The city of Moscow will apply for grant money that, if received, would fund the construction of a roundabout at the intersection of West A and Baker streets and enhance safety for vehicles and pedestrians.
Moscow Senior Engineering Technician Nate Suhr presented the concept to the Moscow Transportation Commission Thursday at City Hall. The commission unanimously supported the grant application for the project.
The grant funding would come from Idaho’s Local Highway Safety Improvement Program, which Suhr described as essentially federal money made available to local jurisdictions for safety projects.
Moscow has received LHSIP grants in the past, including for the coming Third and Sixth streets safety improvement projects.
The estimated cost of the A-Baker intersection project is $750,000 to $800,000. The grant would fund 92.66 percent of the project, meaning the local match would need to cover the remaining $55,000 to $59,000 of the project. The project would be constructed in 2023.
LHSIP prioritizes disabling injury accidents, or Class A accidents, and fatal accidents.
Suhr said two disabling injury accidents involving pedestrians have occurred at the A-Baker intersection in the past five years. The intersection is on the northwest side of town amid a dense University of Idaho student population. No fatalities have occurred.

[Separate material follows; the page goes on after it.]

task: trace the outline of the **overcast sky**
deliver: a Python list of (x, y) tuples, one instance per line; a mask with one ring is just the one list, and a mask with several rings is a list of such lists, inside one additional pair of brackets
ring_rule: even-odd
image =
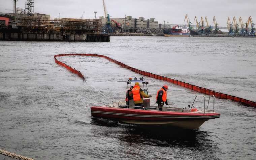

He said the intersection represents less than 1 percent of total crashes in the city, almost 7.5 percent of disabling injury crashes and more than 8.5 percent of pedestrian crashes.
Suhr said a cost-benefit analysis determines which projects are approved for grant funding.
“It’s on the low side of what we see funded but it’s definitely within that fundable range,” Suhr said.
The application is due Thursday.
The intersection receives heavy pedestrian traffic largely because of students traveling to and from campus and is also highly traveled by vehicles.
The design concept includes a roundabout in the center of the intersection and a splitter island, or raised traffic island that separates traffic in opposing directions of travel, on all four sides of the intersection.
The splitter islands would narrow the lanes and slow traffic, especially speeding vehicles coming down the A Street hill from both directions.
“It’s down(hill) on both directions and it’s wide and people just blow through there,” Suhr said.
Suhr said the islands would be wide enough to serve as pedestrian refuge islands, so pedestrians would only be exposed in a crosswalk for as much as 12 feet before they reached the island, or essentially the middle of the street. The islands would eliminate some on-street parking.
Sidewalks on the edges of the roundabout and green strips or potentially tree lawns would also be installed, Suhr said.